Черный не глядя ткнул пальцем в очередной комок и началась новая порция волокиты.
Дальнейшая процедура была довольно муторной. Вообще, повторять одни и те же действия всегда муторно… Появился вызванный Шеврином Син. Синерианин похмыкал, посмотрел на кучу копошащейся орущей фигни, на другую кучу уже вполне сытой фигни и выдал вердикт:
— Я вам помогу, но никаких родительских обязательств выполнять не буду.
— И не надо, — Шеврин был нервный, что не удивительно. Куча чужих драконят, враз ставших почти полностью его детьми, дурковатые синериане, примешавшие к его сокровищам своим дурацкие гены, желание отомстить тем придуркам, которые повлияли на драконят… Я его ощущаю и понимаю, но мне оттого не легче.

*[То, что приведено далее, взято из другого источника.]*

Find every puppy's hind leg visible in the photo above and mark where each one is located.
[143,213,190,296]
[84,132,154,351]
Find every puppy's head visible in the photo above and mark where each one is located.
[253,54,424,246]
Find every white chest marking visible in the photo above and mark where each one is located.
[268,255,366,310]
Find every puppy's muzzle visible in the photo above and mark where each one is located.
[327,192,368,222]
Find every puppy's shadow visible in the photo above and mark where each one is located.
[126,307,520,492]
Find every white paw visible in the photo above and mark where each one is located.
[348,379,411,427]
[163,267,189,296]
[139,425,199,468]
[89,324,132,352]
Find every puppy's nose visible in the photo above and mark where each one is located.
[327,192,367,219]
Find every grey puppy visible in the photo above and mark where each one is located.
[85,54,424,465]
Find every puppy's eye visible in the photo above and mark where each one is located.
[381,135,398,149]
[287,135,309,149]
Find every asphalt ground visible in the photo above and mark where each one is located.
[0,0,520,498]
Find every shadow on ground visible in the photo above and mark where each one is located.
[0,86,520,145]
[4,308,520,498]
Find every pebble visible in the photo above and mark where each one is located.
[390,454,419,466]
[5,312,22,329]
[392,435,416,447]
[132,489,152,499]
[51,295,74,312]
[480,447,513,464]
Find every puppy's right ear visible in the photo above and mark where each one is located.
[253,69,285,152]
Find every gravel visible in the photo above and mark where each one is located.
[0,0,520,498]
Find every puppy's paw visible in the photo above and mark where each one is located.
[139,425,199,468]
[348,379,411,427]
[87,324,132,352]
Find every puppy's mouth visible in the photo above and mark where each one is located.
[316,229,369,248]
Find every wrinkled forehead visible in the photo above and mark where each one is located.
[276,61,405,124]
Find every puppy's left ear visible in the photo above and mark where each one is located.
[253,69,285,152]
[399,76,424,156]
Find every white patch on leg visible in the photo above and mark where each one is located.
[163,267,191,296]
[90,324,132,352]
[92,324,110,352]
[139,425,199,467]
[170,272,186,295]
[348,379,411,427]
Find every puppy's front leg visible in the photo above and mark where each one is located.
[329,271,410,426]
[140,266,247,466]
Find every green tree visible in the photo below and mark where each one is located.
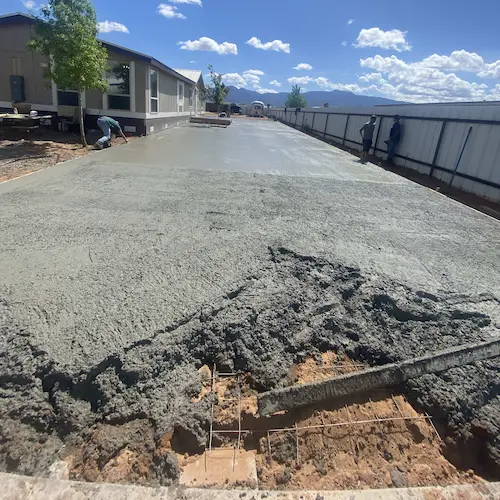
[204,64,229,114]
[28,0,107,146]
[285,85,307,108]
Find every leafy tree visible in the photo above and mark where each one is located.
[285,85,307,108]
[204,64,229,114]
[28,0,107,146]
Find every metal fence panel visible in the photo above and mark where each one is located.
[270,103,500,201]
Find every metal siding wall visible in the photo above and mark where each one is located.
[396,118,442,164]
[313,113,328,135]
[346,115,368,143]
[0,24,53,105]
[326,115,347,137]
[270,103,500,201]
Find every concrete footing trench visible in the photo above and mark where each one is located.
[0,247,500,492]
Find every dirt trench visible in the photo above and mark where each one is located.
[0,248,500,484]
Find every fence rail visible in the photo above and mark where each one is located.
[268,106,500,201]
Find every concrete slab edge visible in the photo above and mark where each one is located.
[0,473,500,500]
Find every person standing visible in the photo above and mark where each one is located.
[95,116,128,149]
[385,115,401,163]
[359,115,377,163]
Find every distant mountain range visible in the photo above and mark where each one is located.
[226,86,402,108]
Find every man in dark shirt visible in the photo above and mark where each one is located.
[95,116,128,149]
[385,115,401,163]
[359,115,377,163]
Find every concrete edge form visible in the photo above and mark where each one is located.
[0,473,500,500]
[257,338,500,416]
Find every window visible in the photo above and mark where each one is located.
[106,61,130,111]
[178,82,184,113]
[57,90,80,106]
[10,57,23,76]
[149,69,158,113]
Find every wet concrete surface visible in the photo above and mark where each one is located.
[0,120,500,366]
[0,119,500,482]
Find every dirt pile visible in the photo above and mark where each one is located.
[0,248,500,484]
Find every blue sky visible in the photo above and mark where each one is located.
[5,0,500,102]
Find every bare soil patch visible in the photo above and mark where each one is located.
[0,130,134,182]
[187,358,483,490]
[0,247,500,488]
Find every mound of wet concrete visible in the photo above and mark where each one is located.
[0,248,500,484]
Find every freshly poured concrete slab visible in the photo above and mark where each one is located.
[0,119,500,372]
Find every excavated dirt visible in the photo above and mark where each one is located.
[0,248,500,485]
[199,352,483,490]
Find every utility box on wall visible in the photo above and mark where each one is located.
[10,75,26,102]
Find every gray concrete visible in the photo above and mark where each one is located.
[0,473,500,500]
[258,338,500,416]
[0,119,500,371]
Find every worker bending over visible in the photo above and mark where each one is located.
[95,116,128,149]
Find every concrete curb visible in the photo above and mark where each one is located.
[257,337,500,416]
[0,473,500,500]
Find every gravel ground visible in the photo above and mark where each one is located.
[0,130,133,182]
[0,120,500,482]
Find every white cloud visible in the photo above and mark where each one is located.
[168,0,203,7]
[246,36,290,54]
[478,61,500,78]
[177,36,238,55]
[245,69,265,76]
[293,63,312,71]
[420,50,484,73]
[287,76,314,85]
[360,55,488,102]
[353,28,411,52]
[243,71,260,87]
[222,69,264,91]
[222,73,247,88]
[359,73,385,83]
[97,21,129,33]
[313,76,360,92]
[157,3,187,19]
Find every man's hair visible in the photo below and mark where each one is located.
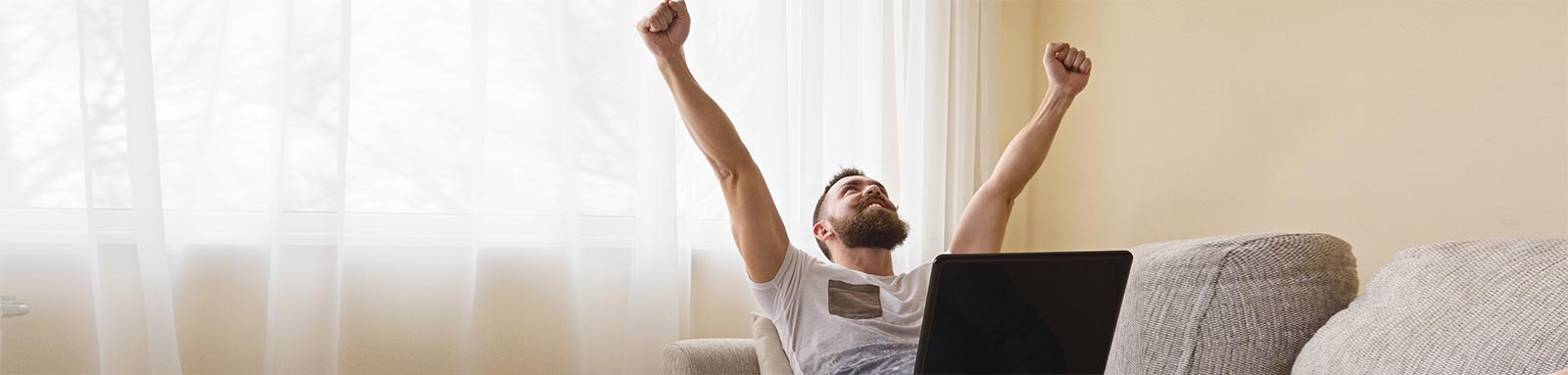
[810,166,865,260]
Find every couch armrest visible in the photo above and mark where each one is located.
[664,339,760,375]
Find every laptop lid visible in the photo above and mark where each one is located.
[914,250,1132,373]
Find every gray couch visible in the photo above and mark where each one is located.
[664,234,1568,375]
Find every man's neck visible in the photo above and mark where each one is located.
[833,248,892,276]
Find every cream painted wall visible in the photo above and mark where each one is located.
[999,0,1568,282]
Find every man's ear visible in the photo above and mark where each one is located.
[810,219,836,242]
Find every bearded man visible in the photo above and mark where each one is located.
[637,0,1092,373]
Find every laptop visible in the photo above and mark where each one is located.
[914,250,1132,373]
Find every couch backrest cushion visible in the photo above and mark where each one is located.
[1296,239,1568,375]
[1105,234,1356,375]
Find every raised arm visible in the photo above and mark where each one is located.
[637,0,789,282]
[949,42,1092,255]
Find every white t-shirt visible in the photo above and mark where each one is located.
[751,245,931,375]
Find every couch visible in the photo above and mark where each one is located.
[663,234,1568,375]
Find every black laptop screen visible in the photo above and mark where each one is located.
[919,251,1132,373]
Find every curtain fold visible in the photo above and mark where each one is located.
[0,0,999,373]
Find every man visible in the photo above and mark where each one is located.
[637,0,1092,373]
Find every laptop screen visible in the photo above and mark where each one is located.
[915,251,1132,373]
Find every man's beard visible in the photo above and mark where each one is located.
[833,208,909,251]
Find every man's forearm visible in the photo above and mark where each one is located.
[980,93,1072,200]
[659,57,758,177]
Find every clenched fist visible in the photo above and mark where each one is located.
[637,0,692,60]
[1041,42,1095,96]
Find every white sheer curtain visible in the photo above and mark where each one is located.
[0,0,999,373]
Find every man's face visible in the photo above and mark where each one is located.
[823,175,909,250]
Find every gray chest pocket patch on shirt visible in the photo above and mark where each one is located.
[828,279,881,318]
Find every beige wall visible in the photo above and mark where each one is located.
[998,0,1568,281]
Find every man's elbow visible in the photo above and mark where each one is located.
[975,183,1024,208]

Меня будто каждый раз тыкают носом – ты никуда не денешься, вокруг тебя все равно будут дети, хоть эльфийские, хоть демонические, хоть драконьи. И ты по любому будешь с ними связана. Не так, значит эдак. Добровольно и с песней. Но другого выхода у нас нет. Или плазма, или держать драконят голодными и грязными до тех пор, пока не найдутся эсперы, способные что-то сделать. А драконы благополучно подохнут в таком состоянии. Недоросшие, можно даже сказать недоношенные, они будут слабее обычных драконов, будут болеть, получат проблемы с магией или с головой. Оно нам надо?
Шеврин, конечно, может психовать сколько душа пожелает, но если выхода другого нет? Он захочет каждый день выбирать из этой кучи мертвых? Думается, нет.

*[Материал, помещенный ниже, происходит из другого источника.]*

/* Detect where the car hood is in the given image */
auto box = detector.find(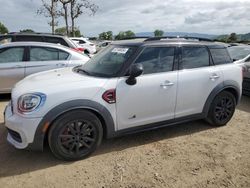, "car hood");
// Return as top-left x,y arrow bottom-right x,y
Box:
14,68 -> 107,93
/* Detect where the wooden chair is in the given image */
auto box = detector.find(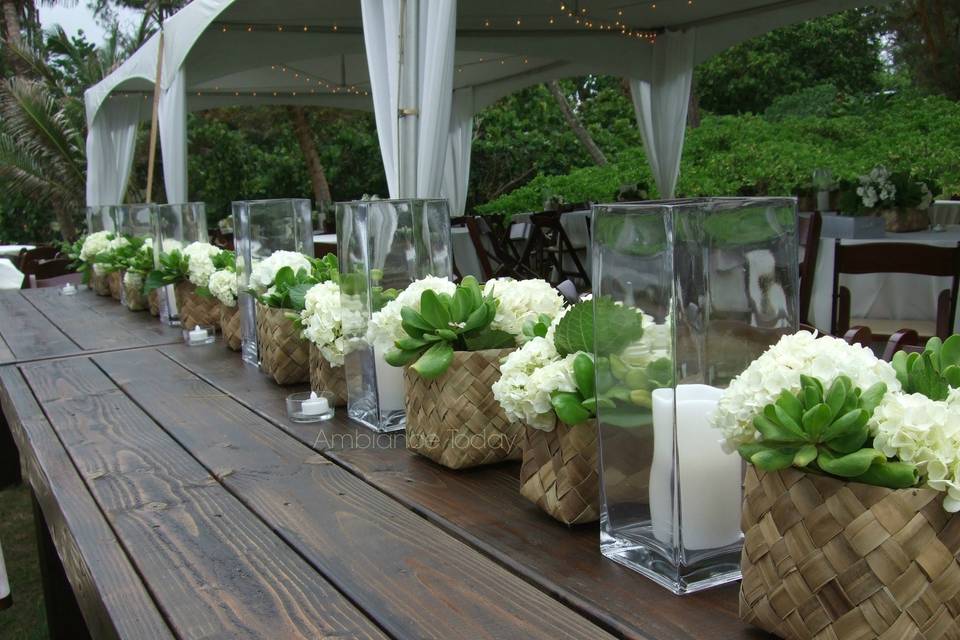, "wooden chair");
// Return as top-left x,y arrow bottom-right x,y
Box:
830,239 -> 960,340
797,211 -> 823,324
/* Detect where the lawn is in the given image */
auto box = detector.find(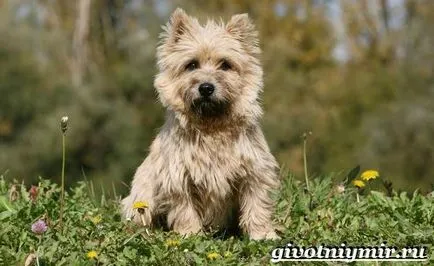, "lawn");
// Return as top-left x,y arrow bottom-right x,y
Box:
0,171 -> 434,265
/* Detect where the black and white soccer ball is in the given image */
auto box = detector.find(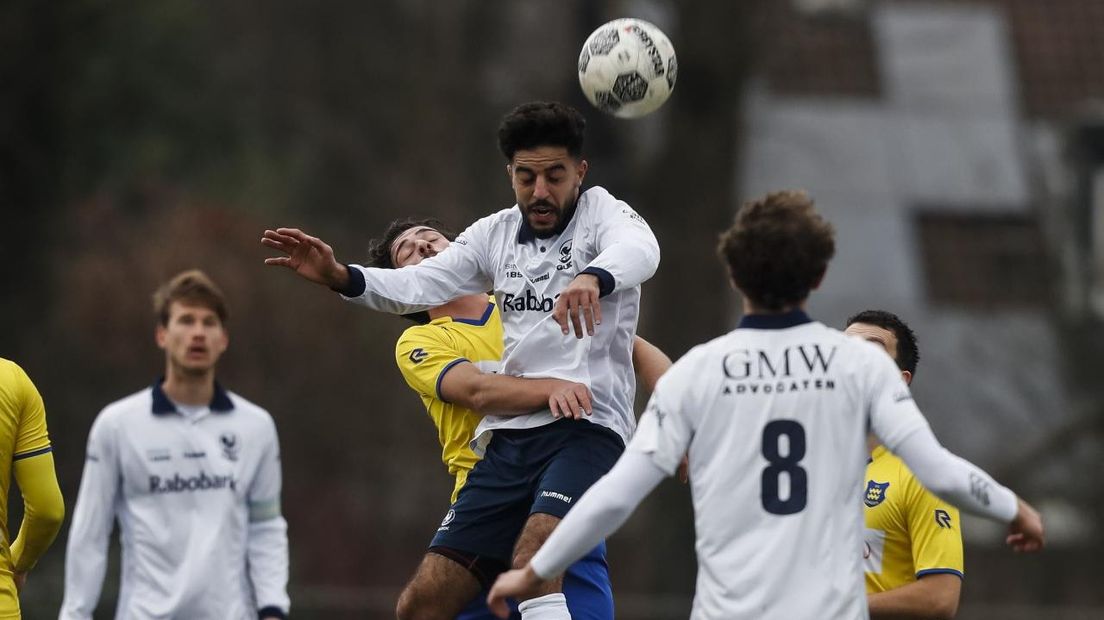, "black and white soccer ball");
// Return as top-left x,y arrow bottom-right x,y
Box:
578,18 -> 679,118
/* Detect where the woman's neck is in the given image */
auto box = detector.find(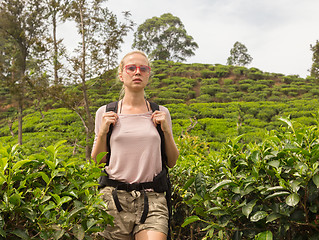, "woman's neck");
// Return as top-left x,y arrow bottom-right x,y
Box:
120,94 -> 149,114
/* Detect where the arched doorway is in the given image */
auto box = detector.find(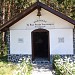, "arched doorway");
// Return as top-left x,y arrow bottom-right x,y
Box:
31,29 -> 50,60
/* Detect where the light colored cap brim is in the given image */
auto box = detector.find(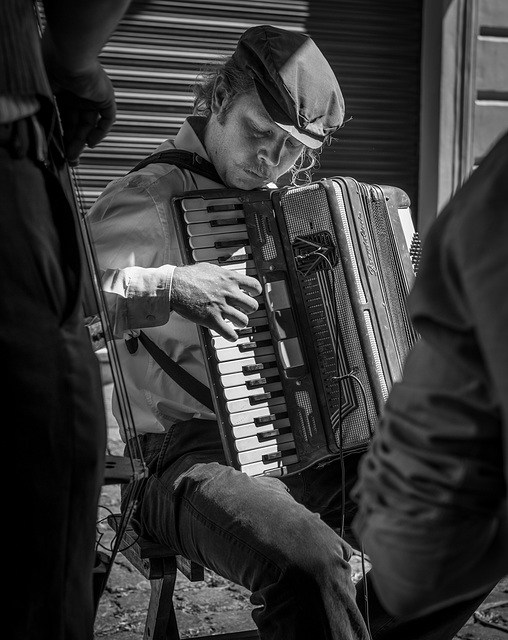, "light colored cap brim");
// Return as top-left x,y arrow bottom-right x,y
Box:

Сам черный отлавливал наевшихся и обратившихся мелких и цеплял им на лапки браслетики. Правильно, мелких надо держать здесь, а такие браслеты заблокируют возможность открывать экраны и телепорты. Ведь плазменные инстинкты будут гнать малышей сбежать куда подальше от места появления на свет. Никто в здравом уме не додумается, что плазму можно передавать мелким драконам.

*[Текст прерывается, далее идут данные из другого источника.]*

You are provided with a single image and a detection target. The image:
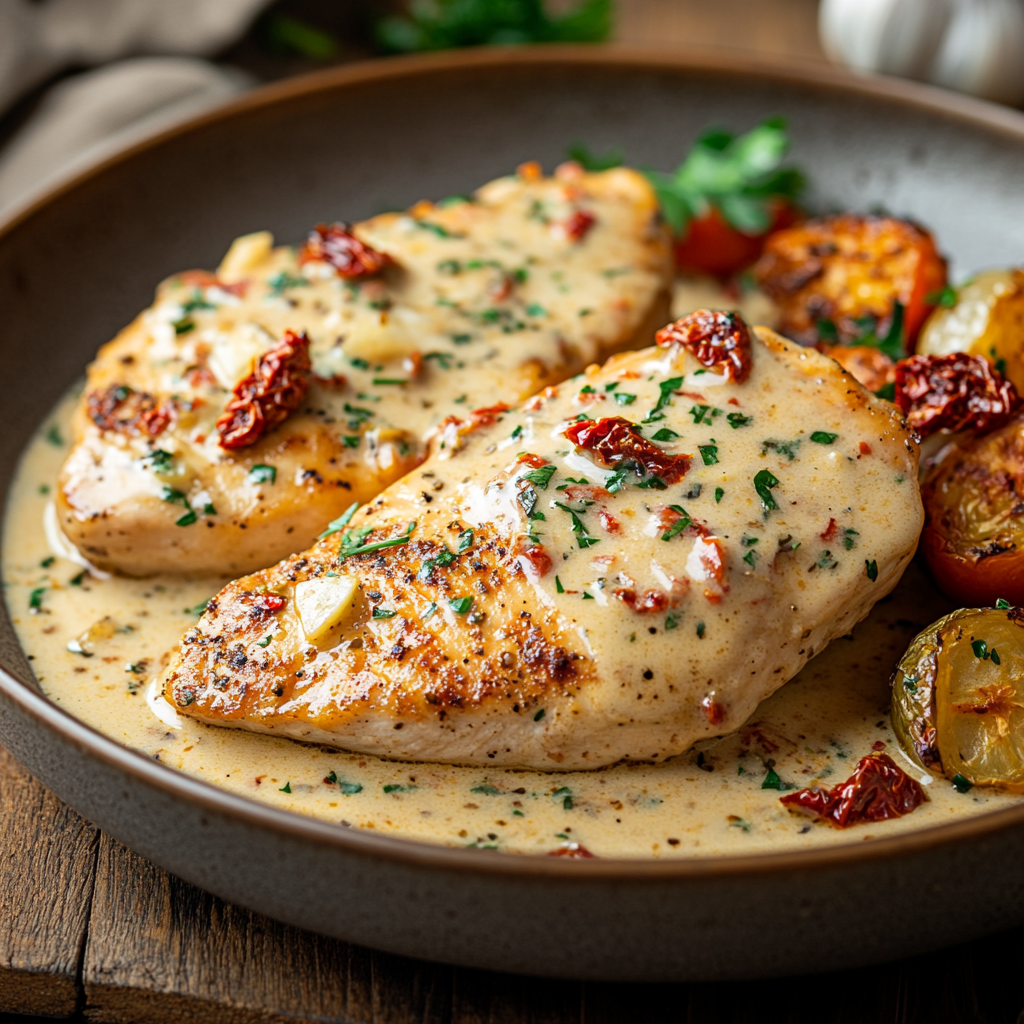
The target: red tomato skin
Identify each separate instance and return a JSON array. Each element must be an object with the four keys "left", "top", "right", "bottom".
[
  {"left": 676, "top": 200, "right": 800, "bottom": 280},
  {"left": 921, "top": 525, "right": 1024, "bottom": 608}
]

— Ребята, с вас выпивка! – радостно возликовал Син, отпуская на пол последнего мелкого, полностью черного дракона. Тот спешно засеменил к постоянно наполнявшимся мискам с молоком.
— Да не вопрос. Самому охота напиться, — подтвердил мои догадки Шеврин и сграбастал синерианина за плечи. – Это был просто пи…
М-да, пойду и я пожру. Я на этих пигалиц потратилась, надо собственную тушку восстанавливать. А либрисам — шиш! Обломятся. Сами ходячий песец создали нашими руками. Еще никогда плазму не получали маленькие драконы. Малышня восприняла ее как нечто само собой разумеющееся. Правильно, они были слишком слабы, чтобы сопротивляться, у них не было такой выраженной магии. Нормальный, вовремя вылупившийся драконенок, скорее всего, плазму перенес бы плохо. Взрослому вообще кабздец абсолютный, вон произошедшее с главой золотых показало, какие приятные ощущения от плазмы. А малышня… что малышня? Принимает нормально. И гадить больше не будут, уже легче.
Но сначала надо привести уже готовых к работе биоников, чтобы они выбрали себе мелочь, и ухаживали каждый за своим драконом. Плазма уход облегчит, конечно, вот только боюсь, такая подлянка, как самовозгорание, все равно останется.